Melody m’a aperçue et elle a voulu réagir. Je lui ai fait signe immédiatement de ne rien dire, en posant mon doigt sur ma bouche. Elle a laissé Flora finir ce qu’elle avait si bien commencé. Je regagnais ma chambre en silence et je m’endormis. Je rentrais manger le midi, juste une salade composée, avant de repartir en vélo chez Dany. J’avais rendez-vous avec Mirabelle et je ne l’aurais raté pour rien au monde.  Je passais tout de même dire un petit bonjour à Dany, mais il révisait sa musique et moi, j’étais un peu stressée. Mirabelle était toujours souriante, et habillée simplement. Jupe et tee-shirt. Pour une fois, je remarquais qu’elle portait un soutien-gorge chez elle. Sûrement parce qu’elle avait eu des cours le matin, elle aussi. Grâce à son statut de professeur, elle avait eu accès à mes résultats scolaires. Et aux notes en français, puisque c’était ma matière la plus faible cette année. Mais rien d’alarmant, m’a-t-elle dit en préambule. Ma baisse de moyenne dans cette matière était due principalement à la façon de noter de notre professeur de Français. En respectant certaines règles, certains principes, mes notes grimperont immédiatement. Elle pouvait me l’affirmer. Et elle commença à me parler de méthodologie, de la façon dont notre professeur évaluait les copies de ses élèves. Elle avait pu avoir accès à certaines copies, corrigées, et elle avait compris la démarche utilisée. Même si l’élève était hors sujet, c’était plus la façon d’aborder les choses que le fond qui faisait qu’on avait une bonne note, ou pas. Nous avons fait quelques exercices pour que j’apprenne à maîtriser cette façon de faire. Après presque deux heures, Mirabelle décida de faire une pause. Elle m’offrit une boisson fraîche que je bus, assise sur le canapé. Elle-même s’est absentée quelques minutes pour revenir dans une tenue plus décontractée. Sa jupe était un peu plus courte et elle ne portait plus rien sous le tee-shirt vert. J’étais, une fois de plus, subjuguée par sa prestance. Par sa poitrine qui dansait gentiment sous le tissu.
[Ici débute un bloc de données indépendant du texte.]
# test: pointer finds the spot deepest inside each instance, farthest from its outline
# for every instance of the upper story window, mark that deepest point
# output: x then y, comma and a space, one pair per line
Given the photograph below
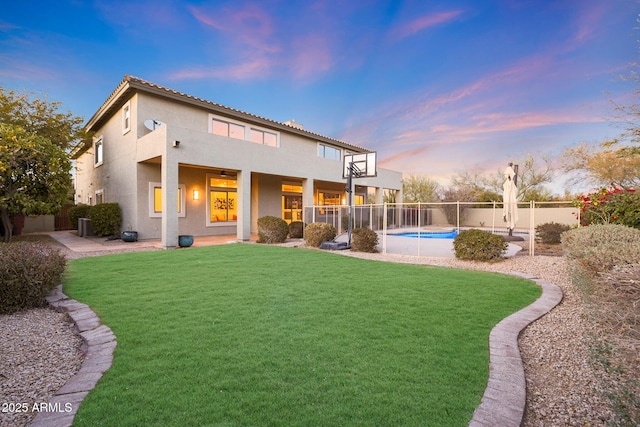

J’étais tellement focus sur ses formes que je ne remarquais pas à quel point c’était trop évident. Je relevais les yeux vers son visage et son sourire me réconforta. Elle faisait même exprès de bouger le haut de son corps, pour que j’observe sa poitrine libérée. Elle ne disait rien, ne demandait rien. Elle imposait simplement par sa présence, sa désinvolture. Elle bougea légèrement et elle posa ses mains sur mes hanches. Elle se saisit de mon maillot et elle commença à le remonter. Deux minutes après, j’étais torse nu devant elle. Elle s’amusa un bon moment avec mes seins ainsi exposés. Puis, elle ôta elle-même son tee-shirt. Elle était comme moi, elle en jupe et moi en short. C’était plus facile pour venir en vélo qu’avec une jupe. Elle avait joué avec mes seins, mais elle ne m’avait pas autorisée à lui faire de même. J’attendais un geste, un regard. J’admirais sa voluptueuse poitrine qui montait et descendait au rythme de sa respiration. Elle se leva, mettant fin à cette pause. J’étais de nouveau assise à la table, elle debout près de moi pour contrôler ce que j’écrivais, pour me corriger quand il le fallait.